I soon realized that there was nothing I could say to take the pain away; nothing I could do to “fix” the situation; nothing I could do to bring a loved one back. I felt very helpless and inadequate.
But then people would be appreciative and often they would hug me to thank me for being there. They would say things like “it means so much that you are here.” This would puzzle me because I did not “do anything”, I was just there. And then I started to have a better understanding of the gift of presence; the gift of listening; the gift of holding someone when they cry… This gift comes into fuller fruition with the ability to be present to the moment.

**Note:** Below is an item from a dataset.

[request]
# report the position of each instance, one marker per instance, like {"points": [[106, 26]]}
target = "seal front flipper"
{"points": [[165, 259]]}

Nowadays, I don’t mind silence so much; I don’t feel the need to “fix” things as I used to. I receive the emotions that people share with me with gratitude and hold their pain, and vulnerability and trust as a precious, fragile gift. I receive the emotions that others’ pain foster in me with awe because it means that God gave me a heart and the ability to care deeply. Being able to be present when people go through the tough moments in life is incredibly humbling.

I have been the recipient of the gift of presence recently as I am undergoing tests and am now waiting for the results. God is incredibly present throught people and the words of comfort they give, even when most don't know what a blessing they are.

I think about this gift of presence as we celebrated Advent and the Christmas season. I think about it as I look at this new year ahead of us. I believe there is a longing in all of us for this Presence which offers what the world cannot offer. We sang “O Come, O Come Emmanuel” (one of my favorite Advent hymns). There is a verse that we rarely sing which says, “O come, thou Key of David, come, and open wide our heavenly home. The captive from their prison free, and conquer death’s deep misery.”
This season, but also all year long, we must tell the world that this Presence who transforms, heals and sets people free from their man-made prison and from death is Jesus. We tell the folks we come in contact with through the way we live, through the way we love; through the way we give and through the way we die.



I am not sure where the tradition of making New Year’s resolutions comes from. In years past I used to make the resolution to loose weight (along with half the nation I am sure) and after February I soon gave that up. It will happen. It is happening but it is no longer a New Year’s resolution.
My resolution and prayer this year and every year to come is to become ever more present to people and be more open to the Presence, Jesus. He is the gift of Presence. The One we long for. Amen.